In professional settings, gaslighting moves beyond simple disagreements or misunderstandings. It represents a pattern of manipulation with the intent to control, dominate, or deflect responsibility, often leaving victims feeling confused, anxious, and doubting their abilities.
Workplace gaslighting is particularly damaging because our professional identities significantly shape our self-concept. When someone undermines your workplace reality, they attack not just your perceptions but your professional worth.
7 Common Forms of Gaslighting at Work
Gaslighting takes various forms in professional environments. Recognizing these patterns is the first step toward addressing them:
1. Denying Conversations or Commitments
A gaslighter claims conversations never happened or distorts what was said. They might deny giving specific instructions, then blame you for not following directions they never actually provided.
Example: "We never discussed that approach in our meeting. I clearly said to focus on market research first.
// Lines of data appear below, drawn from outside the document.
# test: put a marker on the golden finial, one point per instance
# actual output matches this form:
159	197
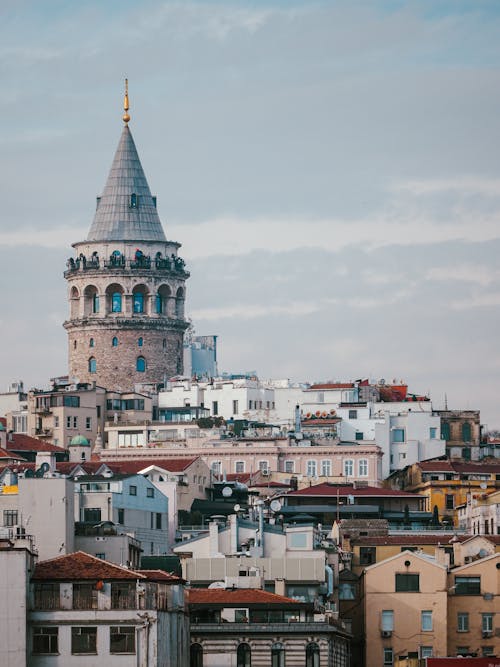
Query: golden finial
126	116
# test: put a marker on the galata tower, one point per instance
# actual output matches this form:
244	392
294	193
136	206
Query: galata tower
126	285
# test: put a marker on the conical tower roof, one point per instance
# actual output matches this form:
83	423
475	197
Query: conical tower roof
119	216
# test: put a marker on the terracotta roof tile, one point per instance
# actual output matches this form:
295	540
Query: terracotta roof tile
80	565
239	596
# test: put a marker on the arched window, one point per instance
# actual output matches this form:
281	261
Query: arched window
277	655
243	656
196	656
312	655
116	302
138	302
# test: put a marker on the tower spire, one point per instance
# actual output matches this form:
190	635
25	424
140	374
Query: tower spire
126	116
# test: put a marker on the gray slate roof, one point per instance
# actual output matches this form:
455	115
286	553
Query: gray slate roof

The whole team heard me."
2. Trivializing Concerns and Feelings
When you raise legitimate concerns, the gaslighter dismisses them as overreactions, painting you as emotionally unstable or "difficult."
Example: "You're the only one who has a problem with the new reporting structure. Maybe you should work on being more adaptable like everyone else."
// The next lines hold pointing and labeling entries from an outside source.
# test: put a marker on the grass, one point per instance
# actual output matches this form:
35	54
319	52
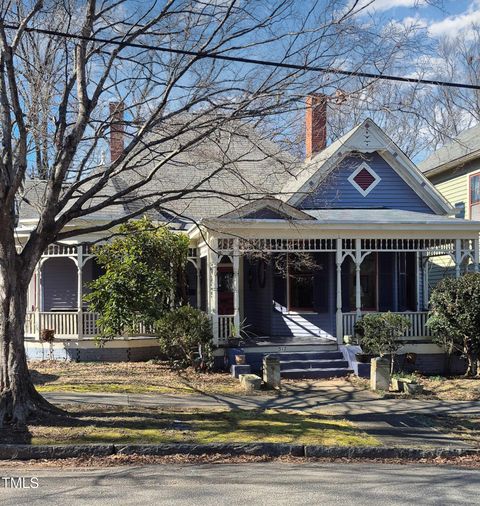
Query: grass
128	378
452	389
98	424
464	428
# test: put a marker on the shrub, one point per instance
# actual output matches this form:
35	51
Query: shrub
379	334
455	317
185	337
143	267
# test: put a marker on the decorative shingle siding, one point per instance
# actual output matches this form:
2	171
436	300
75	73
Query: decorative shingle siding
392	192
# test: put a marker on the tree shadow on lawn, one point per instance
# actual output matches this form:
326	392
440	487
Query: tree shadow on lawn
39	378
13	435
247	425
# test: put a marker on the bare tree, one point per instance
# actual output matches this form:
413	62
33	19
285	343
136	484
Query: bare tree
59	94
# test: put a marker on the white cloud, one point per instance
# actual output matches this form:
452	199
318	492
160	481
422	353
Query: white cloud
454	25
386	5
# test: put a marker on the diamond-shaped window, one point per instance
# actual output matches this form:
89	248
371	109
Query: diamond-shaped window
364	179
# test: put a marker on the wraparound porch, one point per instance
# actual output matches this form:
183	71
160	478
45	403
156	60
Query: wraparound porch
348	292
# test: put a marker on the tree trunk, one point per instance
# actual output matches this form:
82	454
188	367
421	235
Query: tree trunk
18	397
472	357
472	360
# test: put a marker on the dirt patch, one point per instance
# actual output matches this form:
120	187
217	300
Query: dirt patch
462	428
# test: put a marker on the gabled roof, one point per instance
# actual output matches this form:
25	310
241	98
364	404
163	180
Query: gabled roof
462	149
281	209
366	137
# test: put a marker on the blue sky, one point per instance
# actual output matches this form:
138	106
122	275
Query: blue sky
447	19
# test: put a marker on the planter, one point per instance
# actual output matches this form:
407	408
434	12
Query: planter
397	384
412	388
47	335
363	358
240	359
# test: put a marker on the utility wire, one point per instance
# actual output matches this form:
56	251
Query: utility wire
253	61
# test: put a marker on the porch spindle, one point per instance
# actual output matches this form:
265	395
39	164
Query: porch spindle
458	257
358	262
214	295
80	291
476	255
38	296
339	318
236	298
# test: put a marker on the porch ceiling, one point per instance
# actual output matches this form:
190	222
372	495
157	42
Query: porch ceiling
358	223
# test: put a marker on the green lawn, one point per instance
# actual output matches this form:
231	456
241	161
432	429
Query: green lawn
98	424
129	378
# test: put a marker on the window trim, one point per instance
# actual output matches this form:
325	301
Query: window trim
470	204
353	175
3. Shifting Blame and Responsibility
Gaslighters refuse accountability for mistakes while quick to claim credit for successes. They expertly reframe situations to cast themselves as heroes and others as incompetent.
Example: "The client presentation failed because you didn't prepare the materials I requested. I did everything possible to salvage the situation."
4. Withholding Information
By selectively sharing crucial information, gaslighters set colleagues up for failure while maintaining plausible deniability.
Example: Failing to forward important emails, then expressing surprise when you're unprepared for discussions about their contents.
5. Isolating and Dividing Team Members
Gaslighters often tell different stories to different people, creating confusion and preventing unified resistance to their manipulation.
Example: Telling you one team member criticized your work while telling them you complained about their performance.
6. Rewriting History
Similar to denying conversations, this involves broader revisionism about past events, projects, or performance.
Example: "Your onboarding was extremely thorough. We spent weeks training you on that system—if you're still struggling, that's concerning."
7. Institutional Gaslighting
Sometimes entire organizational cultures gaslight employees through contradictory expectations or denial of systemic problems.
Example: A company publicly champions work-life balance while implicitly rewarding those who work nights and weekends, then tells burned-out employees they simply "need to manage their time better."
The Professional and Personal Toll of Workplace Gaslighting
The effects of gaslighting extend far beyond momentary discomfort, creating significant professional and personal consequences:
Professional Impact
Decreased productivity as energy diverts to documenting interactions and second-guessing decisions
Reduced innovation when employees fear proposing ideas that might be later denied or stolen
Damaged workplace relationships through manufactured conflicts and miscommunications
Career stagnation due to undermined confidence and sabotaged work
Talent exodus as capable employees leave toxic environments
Personal Impact
Chronic anxiety and stress from navigating unpredictable interactions
Diminished self-confidence that often extends beyond workplace settings
Difficulty trusting others even in non-work relationships
Depression and burnout resulting from sustained psychological pressure
Physical symptoms including sleep disturbances, appetite changes, and stress-related illness
Research from the Workplace Bullying Institute found that 40% of targeted employees eventually leave their positions, with many reporting lasting psychological effects requiring therapeutic intervention.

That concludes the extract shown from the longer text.